Blueberry Pancakes with Whipped Cream
Picture this: a lazy Sunday morning, golden sunlight streaming in through your kitchen window, and the tantalizing aroma of Blueberry Pancakes with Whipped Cream wafting through the air. It’s the perfect breakfast to start your day on a delightful note.
- 1 cup all-purpose flour
- 2 tablespoons sugar
- 1 teaspoon baking powder
- 1/2 teaspoon baking soda
- 1/4 teaspoon salt
- 1 cup fresh blueberries
- 1 cup buttermilk
- 1 large egg
- 2 tablespoons melted butter
- 1 teaspoon vanilla extract
- Whipped cream for topping
- In a large bowl, whisk together the flour, sugar, baking powder, baking soda, and salt.
- In another bowl, combine the buttermilk, egg, melted butter, and vanilla extract.
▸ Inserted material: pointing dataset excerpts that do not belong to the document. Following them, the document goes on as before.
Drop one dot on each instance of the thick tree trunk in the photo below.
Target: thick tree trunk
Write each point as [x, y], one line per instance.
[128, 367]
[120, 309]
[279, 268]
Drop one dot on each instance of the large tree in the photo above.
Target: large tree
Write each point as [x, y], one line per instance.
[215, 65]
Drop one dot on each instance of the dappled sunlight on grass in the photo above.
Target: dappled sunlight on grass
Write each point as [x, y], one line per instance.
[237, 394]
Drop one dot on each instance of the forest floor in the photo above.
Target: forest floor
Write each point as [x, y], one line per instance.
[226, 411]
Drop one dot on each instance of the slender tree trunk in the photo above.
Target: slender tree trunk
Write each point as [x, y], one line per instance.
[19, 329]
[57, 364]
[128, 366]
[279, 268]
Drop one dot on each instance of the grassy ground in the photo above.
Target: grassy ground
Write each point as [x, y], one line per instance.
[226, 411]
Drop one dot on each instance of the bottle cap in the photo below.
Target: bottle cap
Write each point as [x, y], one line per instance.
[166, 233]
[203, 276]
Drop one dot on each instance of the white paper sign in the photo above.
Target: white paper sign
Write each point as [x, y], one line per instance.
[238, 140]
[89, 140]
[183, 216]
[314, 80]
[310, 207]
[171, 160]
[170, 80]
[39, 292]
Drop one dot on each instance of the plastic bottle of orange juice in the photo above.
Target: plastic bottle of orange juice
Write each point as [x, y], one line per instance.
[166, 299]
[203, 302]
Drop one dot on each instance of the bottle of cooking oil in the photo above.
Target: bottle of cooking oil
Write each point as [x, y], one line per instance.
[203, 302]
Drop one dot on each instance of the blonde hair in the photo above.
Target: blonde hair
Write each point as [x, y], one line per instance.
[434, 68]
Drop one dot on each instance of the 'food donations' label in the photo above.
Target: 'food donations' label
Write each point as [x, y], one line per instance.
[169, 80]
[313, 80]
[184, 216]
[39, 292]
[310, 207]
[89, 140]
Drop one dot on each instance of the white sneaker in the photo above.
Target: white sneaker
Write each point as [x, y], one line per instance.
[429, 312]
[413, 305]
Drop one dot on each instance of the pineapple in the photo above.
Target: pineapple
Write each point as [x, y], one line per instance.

- Pour the wet ingredients into the dry ingredients and stir until just combined.
- Gently fold in the fresh blueberries.
- Heat a griddle or non-stick skillet over medium heat and grease with butter or cooking spray.
- Pour 1/4 cup portions of batter onto the griddle and cook until bubbles form on the surface.
- Flip the pancakes and cook until golden brown on both sides.
- Serve hot, topped with a generous dollop of whipped cream.
Prep Time: 10 minutes
Yield: 4 servings
These Blueberry Pancakes with Whipped Cream are a fluffy, fruity, and indulgent breakfast treat. The combination of sweet blueberries and airy whipped cream creates a delightful contrast of flavors and textures.
Nutritional Information (per serving): Calories: 280, Fat: 8g, Carbohydrates: 47g, Protein: 6g, Fiber: 2g
Imagine digging into a stack of these pancakes, where the soft, fluffy interior gives way to bursts of juicy blueberries, and each bite is crowned with velvety whipped cream. It’s a breakfast experience that will leave you craving for more. Whether it’s a special occasion or just a lazy weekend morning, these Blueberry Pancakes with Whipped Cream are the ultimate breakfast indulgence that your taste buds deserve.